Ron Reagan, the former president's son, said in a 2011 book that he saw signs of dementia even earlier, in the third year of Reagan's first term. Lesley Stahl of CBS News wrote in 2000 that she saw signs midway through Reagan's second term, in 1986, during an Oval Office visit.

Yet Reagan's Alzheimer's diagnosis wasn't made until the fall of 1994. What some observers suspected wasn't confirmed for a decade.
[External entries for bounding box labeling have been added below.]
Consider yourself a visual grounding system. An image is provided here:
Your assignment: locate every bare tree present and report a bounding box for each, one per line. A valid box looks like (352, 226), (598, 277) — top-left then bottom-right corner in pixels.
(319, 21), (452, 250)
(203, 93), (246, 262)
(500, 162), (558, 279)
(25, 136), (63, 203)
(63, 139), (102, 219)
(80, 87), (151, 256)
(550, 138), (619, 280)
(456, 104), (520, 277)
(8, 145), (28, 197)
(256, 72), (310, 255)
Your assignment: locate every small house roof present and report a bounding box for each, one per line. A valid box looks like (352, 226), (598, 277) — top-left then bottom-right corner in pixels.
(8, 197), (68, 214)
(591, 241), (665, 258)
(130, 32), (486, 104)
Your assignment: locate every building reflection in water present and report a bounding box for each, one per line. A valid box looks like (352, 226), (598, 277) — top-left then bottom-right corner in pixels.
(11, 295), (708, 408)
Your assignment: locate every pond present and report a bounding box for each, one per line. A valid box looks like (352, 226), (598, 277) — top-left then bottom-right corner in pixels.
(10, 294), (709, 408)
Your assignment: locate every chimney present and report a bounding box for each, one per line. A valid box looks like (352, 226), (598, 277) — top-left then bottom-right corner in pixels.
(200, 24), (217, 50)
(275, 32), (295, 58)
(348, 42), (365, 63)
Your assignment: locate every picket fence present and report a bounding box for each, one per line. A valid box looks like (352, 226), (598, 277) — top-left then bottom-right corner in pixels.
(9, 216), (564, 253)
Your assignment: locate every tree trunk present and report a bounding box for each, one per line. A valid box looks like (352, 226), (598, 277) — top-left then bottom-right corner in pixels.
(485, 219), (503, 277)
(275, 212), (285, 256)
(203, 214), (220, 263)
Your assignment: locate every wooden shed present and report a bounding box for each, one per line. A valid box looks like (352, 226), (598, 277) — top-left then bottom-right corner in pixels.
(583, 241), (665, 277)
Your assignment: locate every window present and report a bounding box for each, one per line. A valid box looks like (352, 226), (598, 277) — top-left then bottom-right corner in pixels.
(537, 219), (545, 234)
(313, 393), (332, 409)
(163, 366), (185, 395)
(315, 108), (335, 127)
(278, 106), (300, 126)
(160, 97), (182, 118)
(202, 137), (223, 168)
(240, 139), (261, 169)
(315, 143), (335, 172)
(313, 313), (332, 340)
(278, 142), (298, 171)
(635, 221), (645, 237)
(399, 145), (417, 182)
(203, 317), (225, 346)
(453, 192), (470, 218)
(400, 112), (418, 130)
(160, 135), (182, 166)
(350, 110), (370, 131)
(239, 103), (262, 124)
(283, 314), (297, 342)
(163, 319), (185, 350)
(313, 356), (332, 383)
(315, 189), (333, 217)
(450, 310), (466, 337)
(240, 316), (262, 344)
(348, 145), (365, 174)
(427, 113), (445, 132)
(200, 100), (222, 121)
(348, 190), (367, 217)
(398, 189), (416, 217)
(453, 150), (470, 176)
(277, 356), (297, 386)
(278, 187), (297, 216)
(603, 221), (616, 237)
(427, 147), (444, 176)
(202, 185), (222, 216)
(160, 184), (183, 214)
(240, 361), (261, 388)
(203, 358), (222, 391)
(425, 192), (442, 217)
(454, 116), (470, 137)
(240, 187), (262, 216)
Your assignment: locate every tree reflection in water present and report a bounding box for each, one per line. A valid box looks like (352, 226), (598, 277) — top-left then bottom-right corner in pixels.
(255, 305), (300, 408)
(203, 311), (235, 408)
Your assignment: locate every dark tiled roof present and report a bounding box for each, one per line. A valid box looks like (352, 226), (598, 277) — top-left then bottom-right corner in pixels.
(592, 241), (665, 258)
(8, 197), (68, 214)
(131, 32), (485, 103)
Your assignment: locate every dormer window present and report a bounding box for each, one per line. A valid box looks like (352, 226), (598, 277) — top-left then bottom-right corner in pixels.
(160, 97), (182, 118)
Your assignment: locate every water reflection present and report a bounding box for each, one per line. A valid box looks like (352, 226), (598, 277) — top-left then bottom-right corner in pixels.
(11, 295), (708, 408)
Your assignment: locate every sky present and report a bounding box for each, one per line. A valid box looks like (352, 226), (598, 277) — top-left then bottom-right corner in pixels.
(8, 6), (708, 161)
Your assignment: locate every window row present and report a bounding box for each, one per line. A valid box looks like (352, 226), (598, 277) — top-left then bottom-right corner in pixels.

If Trump seems increasingly impaired, yet is relatively coherent (by his standards) most of the time, the goal will be to get him across the finish line -- reelect him and deal with his problems later. I keep telling you that he's still good at the (awful) zingers he uses in his campaign rallies; Reagan could still deliver a speech effectively well into his second term, and even afterward.

What will happen if the president has one real meltdown -- not a few ill-considered pronouncements, but a public appearance in which he can't even manage to communicate? Here's a prediction: Word will circulate on the conservative Internet that the Deep State is poisoning him, slipping him toxins or prescription drugs to make him appear to be suffering from a neurological disorder. That will be extremely plausible to most of his base. And if he subsequently makes a public appearance in which he seems in command of himself, that will be all the confirmation his base will need.

They're not going to pull the plug on Trump. Anyone who tries will be a pariah on the right for life. Even if something's terribly wrong with his health -- which I don't think we should assume -- they're going to stick with him as long as possible.